Rossini, Ravel, and Sibelius: Elizabeth
Stoyanovich, cond., Bremerton Symphony Orchestra, Bremerton Performing Arts
Center, Bremerton, WA, 07.10.2006 (BJ)
The
Bremerton Symphony continues to astonish. Here, in a relatively
small and predominantly blue-collar town, is an amateur
orchestra that was, by all accounts, going through a pretty
bad patch a few years ago; but in just her fourth season
as music director, Elizabeth Stoyanovich has raised it
to a standard capable, on this occasion, of offering almost
unalloyed pleasure in the Barber of Seville overture,
Ravel’s Boléro, and Sibelius’s Second Symphony.
At
the end of last season, when I reviewed the orchestra’s
performances of the Mozart Sinfonia Concertante for violin
and viola and Orff’s Carmina Burana, what surprised
me perhaps more than anything else was the quality of
the string playing, always a challenge for amateur forces.
This time there was a shade less polish in that department,
but that is to be expected in the season’s first concert,
before the players have a chance to accustom themselves
afresh to playing together. Nevertheless, the strings’
achievement (including Michael Burkland’s neatly turned
little cello solo in the trio section of Sibelius’s third
movement) was still well above average, and it shared
the limelight with accomplished woodwind playing, crisp
percussion, and some remarkably strong and well-tuned
contributions from the brass section.
The
Rossini was delivered with plenty of spirit, and, as for
Boléro, I have heard conductors of world renown
control the pacing of the music far less well than Stoyanovich
did in her admirably steady yet sufficiently nuanced reading.
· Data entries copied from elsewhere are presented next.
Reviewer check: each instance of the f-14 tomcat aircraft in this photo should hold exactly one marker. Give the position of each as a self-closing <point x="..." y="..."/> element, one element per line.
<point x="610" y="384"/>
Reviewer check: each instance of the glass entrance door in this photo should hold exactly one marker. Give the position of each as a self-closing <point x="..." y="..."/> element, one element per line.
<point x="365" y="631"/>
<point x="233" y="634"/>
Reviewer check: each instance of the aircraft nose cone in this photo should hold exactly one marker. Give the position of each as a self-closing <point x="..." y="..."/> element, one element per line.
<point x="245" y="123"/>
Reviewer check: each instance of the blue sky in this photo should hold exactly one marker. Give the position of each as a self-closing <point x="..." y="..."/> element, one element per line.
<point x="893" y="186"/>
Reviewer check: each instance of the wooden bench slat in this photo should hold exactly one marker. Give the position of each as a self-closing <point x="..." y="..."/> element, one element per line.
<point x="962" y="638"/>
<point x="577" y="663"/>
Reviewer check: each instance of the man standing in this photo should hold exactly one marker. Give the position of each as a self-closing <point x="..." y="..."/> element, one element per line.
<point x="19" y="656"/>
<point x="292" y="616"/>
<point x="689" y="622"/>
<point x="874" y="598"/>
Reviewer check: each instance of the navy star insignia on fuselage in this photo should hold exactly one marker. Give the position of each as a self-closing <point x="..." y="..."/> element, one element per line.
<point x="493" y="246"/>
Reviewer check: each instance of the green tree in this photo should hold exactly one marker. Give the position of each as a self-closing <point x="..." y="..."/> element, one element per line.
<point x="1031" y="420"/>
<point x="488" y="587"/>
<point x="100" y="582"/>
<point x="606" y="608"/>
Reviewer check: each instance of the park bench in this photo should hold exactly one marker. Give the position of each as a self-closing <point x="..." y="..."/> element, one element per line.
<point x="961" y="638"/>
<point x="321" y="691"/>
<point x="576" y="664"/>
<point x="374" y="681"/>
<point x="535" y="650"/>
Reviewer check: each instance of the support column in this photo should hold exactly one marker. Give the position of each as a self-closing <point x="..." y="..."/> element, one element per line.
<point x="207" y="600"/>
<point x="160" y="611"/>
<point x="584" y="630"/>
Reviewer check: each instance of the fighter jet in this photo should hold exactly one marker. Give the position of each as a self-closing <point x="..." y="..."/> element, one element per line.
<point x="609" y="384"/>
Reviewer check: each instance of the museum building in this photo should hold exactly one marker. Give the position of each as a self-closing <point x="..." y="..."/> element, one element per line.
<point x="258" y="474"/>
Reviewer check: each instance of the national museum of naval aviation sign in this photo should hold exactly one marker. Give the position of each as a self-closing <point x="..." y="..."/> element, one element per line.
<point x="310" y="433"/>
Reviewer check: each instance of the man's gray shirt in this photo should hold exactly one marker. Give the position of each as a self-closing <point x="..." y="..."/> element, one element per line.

It was in the Sibelius, naturally enough, that the excellence
of the brass choir was most strikingly apparent. Again,
this was a performance that blended solid execution with
considerable musical acumen. I found the first movement
at times a touch short of forward momentum, and there
were one or two passages later on that missed their full
potential: in the slow movement, the mysterious soft sections
with divided string parts were not balanced well enough
to allow the melody to come through clearly, and in the
finale the repetitions of the subordinate theme leading
up to the peroration might also have benefited from a
little more urgency of pulse. But these were minor disappointments
in an interpretation that was both thoughtful and thrillingly
dramatic–and that final brass-dominated apotheosis of
the finale’s main theme was delivered with such conviction
and such richly burnished sonority that the audience went
home obviously delighted with Sibelius, with Bremerton,
and with Ms. Stoyanovich and her dedicated players.